Ели до самого вечера. Устав сидеть, гости уходили во двор погулять или на гумно поиграть в пробку, а потом снова возвращались к столу. К концу обеда многие уснули и захрапели. Но за кофе все опять оживились; тогда начались песни; мужчины стали хвастаться силой, таскали гири, пробовали поднять на плечах телегу, показывали фокусы, отпускали крепкие шутки, обнимали дам. Вечером, когда нужно было уезжать, раздувшиеся от овса лошади еле влезали в оглобли, брыкались, становились на дыбы, рвали упряжь; а хозяева ругались или хохотали. И всю ночь по всем дорогам округи мчались галопом при лунном свете обезумевшие повозки; они сваливались в канавы, перемахивали через кучи булыжника, застревали на подъемах, и женщины, высовываясь из них, подхватывали упущенные вожжи. Оставшиеся в Берто провели ночь на кухне за вином. Дети уснули под лавками.

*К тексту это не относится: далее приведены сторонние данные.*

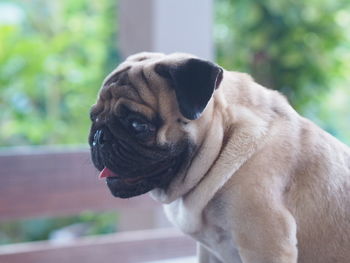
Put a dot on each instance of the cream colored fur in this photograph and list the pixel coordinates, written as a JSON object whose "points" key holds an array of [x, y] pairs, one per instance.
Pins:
{"points": [[265, 186]]}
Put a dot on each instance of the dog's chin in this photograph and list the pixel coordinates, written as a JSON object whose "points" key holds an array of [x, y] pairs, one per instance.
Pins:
{"points": [[120, 188]]}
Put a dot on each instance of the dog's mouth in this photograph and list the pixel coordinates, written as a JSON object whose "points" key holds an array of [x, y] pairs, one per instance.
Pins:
{"points": [[128, 179]]}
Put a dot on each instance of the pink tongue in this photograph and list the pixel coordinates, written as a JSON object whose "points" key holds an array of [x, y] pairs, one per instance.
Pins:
{"points": [[106, 173]]}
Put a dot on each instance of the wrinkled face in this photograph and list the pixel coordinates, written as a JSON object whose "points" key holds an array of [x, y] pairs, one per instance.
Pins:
{"points": [[138, 138]]}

Невеста упросила отца, чтобы ее избавили от обычных шуток. Правда, один из родственников, торговавший морской рыбой (он даже привез в качестве свадебного подарка две камбалы), попробовал было прыснуть в замочную скважину водой, но дядюшка Руо успел вовремя остановить его и объяснить, что такие непристойности несовместимы с солидным общественным положением зятя. Однако родственник нелегко поддался на его уговоры. Сочтя в глубине души, что дядюшка загордился, он тут же отошел в уголок к четырем-пяти гостям, которым случайно попались за столом плохие куски, и потому они считали, что их нехорошо принимают, перешептывались насчет хозяина и обиняком желали ему разориться.

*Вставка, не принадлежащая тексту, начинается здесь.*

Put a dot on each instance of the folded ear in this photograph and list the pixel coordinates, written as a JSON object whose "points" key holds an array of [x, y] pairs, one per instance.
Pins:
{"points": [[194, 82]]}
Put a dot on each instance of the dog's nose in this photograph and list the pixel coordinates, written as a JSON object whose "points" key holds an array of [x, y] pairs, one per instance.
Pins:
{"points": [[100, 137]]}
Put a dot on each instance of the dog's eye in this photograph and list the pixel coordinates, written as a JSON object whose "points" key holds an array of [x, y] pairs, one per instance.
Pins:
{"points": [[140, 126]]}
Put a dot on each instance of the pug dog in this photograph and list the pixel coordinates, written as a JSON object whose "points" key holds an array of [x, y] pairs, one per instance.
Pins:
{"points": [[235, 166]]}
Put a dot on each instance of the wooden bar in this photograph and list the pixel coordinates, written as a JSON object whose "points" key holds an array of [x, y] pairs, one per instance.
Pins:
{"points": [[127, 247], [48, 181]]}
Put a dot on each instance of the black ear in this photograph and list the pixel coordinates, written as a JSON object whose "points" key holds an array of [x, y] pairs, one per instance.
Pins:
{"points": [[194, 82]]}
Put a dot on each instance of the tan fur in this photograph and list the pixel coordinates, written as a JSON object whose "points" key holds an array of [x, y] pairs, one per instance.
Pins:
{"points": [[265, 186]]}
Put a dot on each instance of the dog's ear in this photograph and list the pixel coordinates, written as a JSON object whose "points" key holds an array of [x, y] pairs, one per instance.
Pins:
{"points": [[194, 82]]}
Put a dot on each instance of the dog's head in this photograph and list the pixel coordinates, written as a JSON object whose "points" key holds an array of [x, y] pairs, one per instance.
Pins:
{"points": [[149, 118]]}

Г-жа Бовари-мать весь день не разжимала губ. С ней не посоветовались ни о туалете невесты, ни о распорядке празднества; она уехала очень рано. Супруг ее не последовал за нею, он послал в Сен-Виктор за сигарами и до самого утра курил, попивая грог с киршвассером – напиток, до тех пор неизвестный в здешних краях и потому явившийся для него как бы источником еще большего престижа.

Шарль не отличался остроумием и за ужином далеко не блистал. На все шутки, каламбуры, двусмысленности, поздравления и лукавые словечки, которыми его засыпали с первого же блюда, он отвечал довольно плоско.

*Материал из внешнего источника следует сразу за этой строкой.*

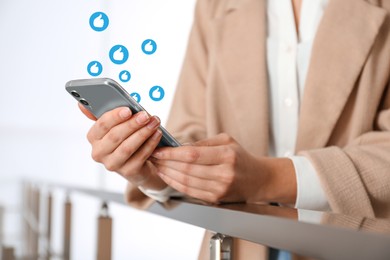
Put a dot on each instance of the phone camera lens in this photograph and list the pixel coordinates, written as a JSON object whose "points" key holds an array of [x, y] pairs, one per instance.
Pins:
{"points": [[75, 94], [84, 102]]}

Но зато с утра он стал другим человеком. Казалось, что он только вчера познал любовь; новобрачная ничем не выдавала себя; глядя на нее, нельзя было ни о чем догадаться. Самые лукавые остряки не знали, что сказать, и, когда она проходила мимо них, только поглядывали да тужились от непосильного умственного напряжения. Но Шарль не скрывал ничего. Он называл Эмму своей женой, говорил ей «ты», у всех спрашивал, как она им нравится, разыскивал ее повсюду и часто уводил ее в сад; и гости видели из-за деревьев, как он на ходу обнимает молодую за талию и, склоняясь к ней, мнет головой кружевную отделку корсажа.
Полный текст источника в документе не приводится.